1 Azienda Ospedaliero Universitaria Città della Salute e della Scienza of Torino, Torino, Italy.
2 Catholic University of the Sacred Heart, Torino, Italy.
Integr Cancer Ther. 2019 Jan-Dec;18:1534735419859095. doi: 10.1177/1534735419859095.
This study aimed to characterize breakthrough pain (BTP) and investigate its impact on quality-of-life (QoL) in terminally-ill cancer patients. Similarities and differences between high and low predictable BTP were also tested. Secondary analysis of a multicenter longitudinal observational study included 92 patients at their end-of-life. BTP was assessed with a short form of the Italian version of the Alberta Breakthrough Pain Assessment Tool. QoL was assessed with the Palliative Outcome Scale (0-40). Patients were stratified by self-reported BTP predictability into unpredictable BTP (never or rarely able to predict BTP) and predictable BTP (sometimes to always able to predict BTP). In all, 665 BTP episodes were recorded (median 0.86 episodes/day). A median duration of 30 minutes and a median peak intensity score of 7 out of 10 were reported. Time to peak was <10 minutes, 10 to 30 minutes, and ≥30 minutes in 267 (41.1%), 259 (39.9%), and 30 (4.6%) of the episodes, respectively. Onset of relief occurred after a median of 30 minutes. Time to peak ( < .001) and duration ( = .046) of BTP was shorter in patients with predictable pain ( = 31), who usually were younger than those with unpredictable pain ( = .03). The mean (SD) QoL score was 14.6 (4.6). No difference in QoL between patients with predictable and unpredictable BTP was found ( = .49). In terminally-ill cancer patients, BTP is a severe problem with a negative impact on QoL and has different characteristics according to its predictability.

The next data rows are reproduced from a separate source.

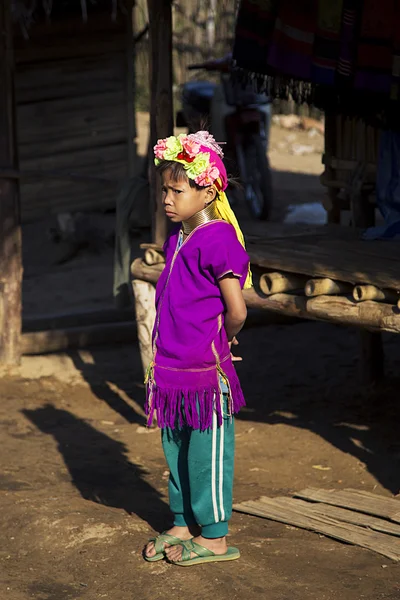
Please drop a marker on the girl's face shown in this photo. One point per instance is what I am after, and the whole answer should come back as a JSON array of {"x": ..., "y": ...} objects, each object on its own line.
[{"x": 182, "y": 201}]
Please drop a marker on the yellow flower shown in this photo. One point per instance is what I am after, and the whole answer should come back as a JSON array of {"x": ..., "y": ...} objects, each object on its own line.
[
  {"x": 174, "y": 146},
  {"x": 199, "y": 165}
]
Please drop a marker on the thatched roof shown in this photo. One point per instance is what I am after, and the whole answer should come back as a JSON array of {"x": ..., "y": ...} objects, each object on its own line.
[{"x": 25, "y": 12}]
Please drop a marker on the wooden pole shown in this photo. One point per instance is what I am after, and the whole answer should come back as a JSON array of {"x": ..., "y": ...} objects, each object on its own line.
[
  {"x": 372, "y": 363},
  {"x": 161, "y": 126},
  {"x": 326, "y": 287},
  {"x": 161, "y": 99},
  {"x": 130, "y": 91},
  {"x": 10, "y": 229},
  {"x": 274, "y": 283},
  {"x": 361, "y": 293}
]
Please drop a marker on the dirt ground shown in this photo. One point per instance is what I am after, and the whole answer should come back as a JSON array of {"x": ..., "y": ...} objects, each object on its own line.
[{"x": 83, "y": 483}]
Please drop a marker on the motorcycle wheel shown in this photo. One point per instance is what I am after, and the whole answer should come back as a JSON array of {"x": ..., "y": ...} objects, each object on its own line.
[{"x": 256, "y": 178}]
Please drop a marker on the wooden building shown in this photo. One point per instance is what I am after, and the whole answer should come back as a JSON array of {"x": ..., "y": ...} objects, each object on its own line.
[{"x": 74, "y": 108}]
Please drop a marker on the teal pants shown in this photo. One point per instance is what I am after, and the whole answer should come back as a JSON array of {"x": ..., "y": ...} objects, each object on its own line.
[{"x": 201, "y": 465}]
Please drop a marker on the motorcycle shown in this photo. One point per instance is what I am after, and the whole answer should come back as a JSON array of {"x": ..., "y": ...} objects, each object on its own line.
[{"x": 241, "y": 117}]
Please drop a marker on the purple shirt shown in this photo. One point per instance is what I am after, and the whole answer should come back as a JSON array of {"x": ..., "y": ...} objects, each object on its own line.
[{"x": 190, "y": 344}]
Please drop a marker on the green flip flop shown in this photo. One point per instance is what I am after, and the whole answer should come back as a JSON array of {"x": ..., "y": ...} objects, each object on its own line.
[
  {"x": 204, "y": 555},
  {"x": 159, "y": 541}
]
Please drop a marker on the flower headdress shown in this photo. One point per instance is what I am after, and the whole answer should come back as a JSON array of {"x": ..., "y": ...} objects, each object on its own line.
[{"x": 201, "y": 157}]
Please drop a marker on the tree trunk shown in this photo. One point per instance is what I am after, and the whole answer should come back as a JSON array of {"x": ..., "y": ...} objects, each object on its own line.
[{"x": 10, "y": 230}]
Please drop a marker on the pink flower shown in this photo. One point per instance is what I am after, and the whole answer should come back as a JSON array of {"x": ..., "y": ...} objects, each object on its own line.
[
  {"x": 160, "y": 148},
  {"x": 208, "y": 176},
  {"x": 191, "y": 147}
]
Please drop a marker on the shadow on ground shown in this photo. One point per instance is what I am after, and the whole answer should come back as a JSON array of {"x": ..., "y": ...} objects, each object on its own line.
[
  {"x": 99, "y": 466},
  {"x": 325, "y": 395}
]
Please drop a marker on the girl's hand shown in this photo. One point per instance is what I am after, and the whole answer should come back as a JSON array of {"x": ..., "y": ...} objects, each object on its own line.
[{"x": 234, "y": 342}]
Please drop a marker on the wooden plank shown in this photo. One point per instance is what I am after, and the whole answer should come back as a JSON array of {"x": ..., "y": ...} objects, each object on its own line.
[
  {"x": 76, "y": 319},
  {"x": 349, "y": 516},
  {"x": 81, "y": 117},
  {"x": 358, "y": 500},
  {"x": 336, "y": 309},
  {"x": 71, "y": 37},
  {"x": 10, "y": 227},
  {"x": 57, "y": 340},
  {"x": 273, "y": 508},
  {"x": 354, "y": 262},
  {"x": 69, "y": 78}
]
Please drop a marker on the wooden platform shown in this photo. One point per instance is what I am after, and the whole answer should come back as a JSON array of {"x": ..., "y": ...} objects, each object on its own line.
[
  {"x": 353, "y": 516},
  {"x": 324, "y": 251}
]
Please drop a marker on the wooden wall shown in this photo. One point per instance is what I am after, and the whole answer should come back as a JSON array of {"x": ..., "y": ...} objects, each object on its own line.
[{"x": 72, "y": 115}]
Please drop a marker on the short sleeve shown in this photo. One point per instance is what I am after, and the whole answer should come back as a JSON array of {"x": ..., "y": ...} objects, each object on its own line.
[{"x": 226, "y": 255}]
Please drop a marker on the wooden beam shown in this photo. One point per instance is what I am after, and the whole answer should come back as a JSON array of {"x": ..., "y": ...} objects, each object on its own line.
[
  {"x": 161, "y": 107},
  {"x": 10, "y": 230},
  {"x": 374, "y": 316}
]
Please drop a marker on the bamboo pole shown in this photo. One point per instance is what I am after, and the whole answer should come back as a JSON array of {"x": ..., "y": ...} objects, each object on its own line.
[
  {"x": 326, "y": 287},
  {"x": 275, "y": 283},
  {"x": 130, "y": 88},
  {"x": 10, "y": 227},
  {"x": 161, "y": 108},
  {"x": 361, "y": 293}
]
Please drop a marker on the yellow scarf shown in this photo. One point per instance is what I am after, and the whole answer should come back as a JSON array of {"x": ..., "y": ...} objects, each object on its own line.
[{"x": 226, "y": 214}]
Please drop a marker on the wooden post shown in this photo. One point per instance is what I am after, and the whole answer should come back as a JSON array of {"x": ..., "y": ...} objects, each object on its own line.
[
  {"x": 161, "y": 125},
  {"x": 372, "y": 358},
  {"x": 330, "y": 151},
  {"x": 10, "y": 229},
  {"x": 161, "y": 100},
  {"x": 130, "y": 91}
]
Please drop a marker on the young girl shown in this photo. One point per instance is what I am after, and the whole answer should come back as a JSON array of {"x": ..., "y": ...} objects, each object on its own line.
[{"x": 192, "y": 385}]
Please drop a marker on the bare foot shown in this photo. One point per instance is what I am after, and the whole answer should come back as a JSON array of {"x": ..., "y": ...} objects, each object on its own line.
[
  {"x": 216, "y": 545},
  {"x": 183, "y": 533}
]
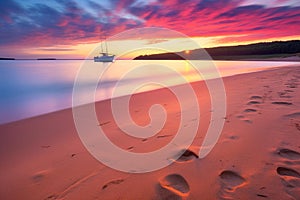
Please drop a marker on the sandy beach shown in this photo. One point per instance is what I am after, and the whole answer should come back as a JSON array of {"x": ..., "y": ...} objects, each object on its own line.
[{"x": 256, "y": 157}]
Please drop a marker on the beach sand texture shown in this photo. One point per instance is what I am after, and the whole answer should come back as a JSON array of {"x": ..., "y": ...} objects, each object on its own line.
[{"x": 256, "y": 157}]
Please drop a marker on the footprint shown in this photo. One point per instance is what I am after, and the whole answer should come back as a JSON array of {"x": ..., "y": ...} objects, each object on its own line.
[
  {"x": 163, "y": 136},
  {"x": 113, "y": 182},
  {"x": 293, "y": 115},
  {"x": 250, "y": 110},
  {"x": 103, "y": 123},
  {"x": 231, "y": 179},
  {"x": 253, "y": 103},
  {"x": 174, "y": 185},
  {"x": 247, "y": 121},
  {"x": 255, "y": 97},
  {"x": 283, "y": 171},
  {"x": 188, "y": 155},
  {"x": 39, "y": 176},
  {"x": 289, "y": 154},
  {"x": 282, "y": 103}
]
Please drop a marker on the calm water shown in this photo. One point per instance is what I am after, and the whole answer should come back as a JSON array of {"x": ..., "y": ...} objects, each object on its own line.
[{"x": 30, "y": 88}]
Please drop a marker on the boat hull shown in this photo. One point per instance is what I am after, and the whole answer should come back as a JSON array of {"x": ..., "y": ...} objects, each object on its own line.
[{"x": 104, "y": 58}]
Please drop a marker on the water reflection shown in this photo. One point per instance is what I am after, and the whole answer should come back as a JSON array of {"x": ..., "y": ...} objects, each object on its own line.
[{"x": 30, "y": 88}]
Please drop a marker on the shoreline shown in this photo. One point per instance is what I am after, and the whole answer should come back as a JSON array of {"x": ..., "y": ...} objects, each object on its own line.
[{"x": 261, "y": 70}]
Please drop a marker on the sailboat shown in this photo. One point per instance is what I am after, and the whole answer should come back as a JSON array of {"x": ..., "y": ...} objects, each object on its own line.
[{"x": 104, "y": 55}]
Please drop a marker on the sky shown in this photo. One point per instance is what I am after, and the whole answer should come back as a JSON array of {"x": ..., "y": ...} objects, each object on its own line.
[{"x": 73, "y": 28}]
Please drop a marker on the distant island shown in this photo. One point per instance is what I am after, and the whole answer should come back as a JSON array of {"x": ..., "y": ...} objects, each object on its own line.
[
  {"x": 7, "y": 58},
  {"x": 46, "y": 59},
  {"x": 277, "y": 50}
]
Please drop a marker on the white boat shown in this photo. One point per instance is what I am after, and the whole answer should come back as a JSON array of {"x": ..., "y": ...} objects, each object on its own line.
[{"x": 104, "y": 56}]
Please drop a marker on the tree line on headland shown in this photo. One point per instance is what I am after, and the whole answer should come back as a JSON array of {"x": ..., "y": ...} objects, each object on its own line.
[{"x": 257, "y": 50}]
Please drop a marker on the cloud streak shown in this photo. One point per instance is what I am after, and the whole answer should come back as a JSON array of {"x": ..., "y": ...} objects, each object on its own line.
[{"x": 76, "y": 22}]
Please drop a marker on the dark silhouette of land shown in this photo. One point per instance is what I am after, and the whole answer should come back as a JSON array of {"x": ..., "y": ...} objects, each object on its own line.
[
  {"x": 257, "y": 51},
  {"x": 46, "y": 59}
]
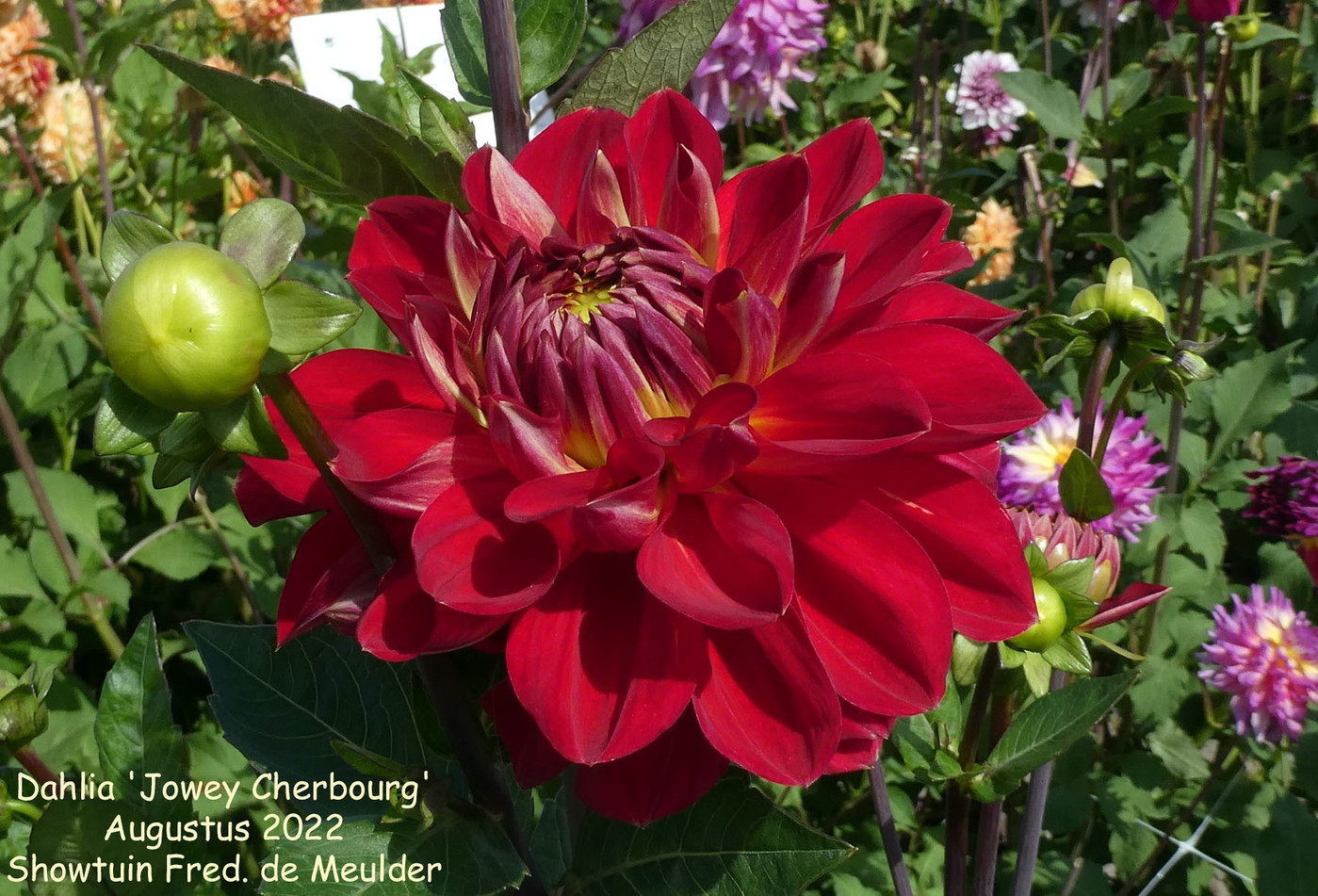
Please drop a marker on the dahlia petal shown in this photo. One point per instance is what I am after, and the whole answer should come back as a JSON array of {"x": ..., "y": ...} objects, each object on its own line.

本研究旨在描述终末期癌症患者爆发性疼痛(BTP)的特征,并探讨其对生活质量(QoL)的影响。还测试了高可预测性和低可预测性 BTP 之间的相似性和差异。这是一项多中心纵向观察性研究的二次分析,纳入了 92 名生命末期的患者。使用意大利版阿尔伯塔突破性疼痛评估工具的简短形式评估 BTP。使用姑息治疗结局量表(0-40)评估 QoL。根据患者自我报告的 BTP 可预测性,将患者分为不可预测性 BTP(从未或很少能够预测 BTP)和可预测性 BTP(有时能够预测 BTP)。总共记录了 665 次 BTP 发作(中位数为 0.86 次/天)。报告的中位持续时间为 30 分钟,峰值强度评分为 7 分(满分 10 分)。峰值时间<10 分钟、10-30 分钟和≥30 分钟分别占 267(41.1%)、259(39.9%)和 30(4.6%)的发作。缓解开始的中位时间为 30 分钟。可预测性疼痛患者的 BTP 峰值时间(<0.001)和持续时间(=0.046)更短(=31),他们通常比不可预测性疼痛患者年轻(=0.03)。平均(SD)QoL 评分为 14.6(4.6)。可预测性和不可预测性 BTP 患者的 QoL 无差异(=0.49)。在终末期癌症患者中,BTP 是一个严重的问题,对 QoL 有负面影响,并且根据其可预测性具有不同的特征。